If constructed, it was believed then that it could match the height of the one of the world's highest dam - the Rogun Dam on the Vakhsh River in Tajikistan (1,099 ft).

The mega project is expected to generate 5,500 mw of electricity. The irrigation system, under the proposed Kosi project, will water 300,000 hectares of agricultural land in Nepal and more than that area in Bihar.

A 165 km-long waterway from Nepal's Chatara in eastern Nepal, where the Kosi river flows out from the hills to enter the southern plains, to the Kolkata port is another vision for the project.

Nepal has been proposing a Sun-Koshi-Kalala diversion. This diversion will bring Sun Koshi river water through a canal into the Kamala River in central Nepal.

The Sapta Koshi is the largest river in Nepal, with an average 150,000 cubic centimeter per second of water flow in the dry season.

Proponents of the project hold that Nepal would reap tremendous economic benefits from it. Bihar also stands to reap tremendous flood control and other economic benefits from the project.

However, Nepali experts do not agree. “Bihar is flooded every year not because of monsoon rains in Nepal. Actually, it is the mismanagement of the natural drainage systems in Bihar which is causing the problem,” they point out.

Some experts in Nepal are against the massive dam. “The proposed high dam will be built in a seismic fault zone in the southern flank of the Himalayan range. Constructing a dam more than 300 metres high in this area is to invite destruction,” geologist Ramesh Sharma says.

“One can imagine what would happen if the dam is brought down by the jolt of an earthquake. Flow of millions of cubic meters of water per second will devastate a huge area in Nepal and in India,” Sharma warns.

The issue of human displacement is another problem. According to preliminary estimates, hundreds of villages and several thousands of people in Nepal will have to be displaced to make way for the project.

Loss of agricultural land and biodiversity caused by inundation is another issue. Nepali experts are against the proposed Kosi high dam not just on environmental grounds. They are skeptical that the long-conceived project will ever take off.

"I am not optimistic that the Koshi high dam would ever be constructed.
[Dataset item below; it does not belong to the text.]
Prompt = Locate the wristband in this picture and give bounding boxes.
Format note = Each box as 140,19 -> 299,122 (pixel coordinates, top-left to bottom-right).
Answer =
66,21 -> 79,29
It seems that Nepal is handing control over its huge water resources to India. Once we, in the name of joint venture, give all rights over Sapta Koshi to India, Nepal will not be able to develop any project in any of the major tributaries of this river," Nepalese political analyst KB Pradhanang some time back said.

Bihar water resources development department engineers are unanimous that the state is destined to face the disaster year after year unless high dams are constructed in the upper reaches of at least three rivers - Kosi, Kamla and Bagmati - all originating from Nepal.

Prachanda’s views will now determine whether Nepal will accept India’s suggestion for a high dam at the Kosi.

Ironically, Bihar, though at the receiving end of flood fury, has no role to play in the politics between New Delhi and Kathmandu.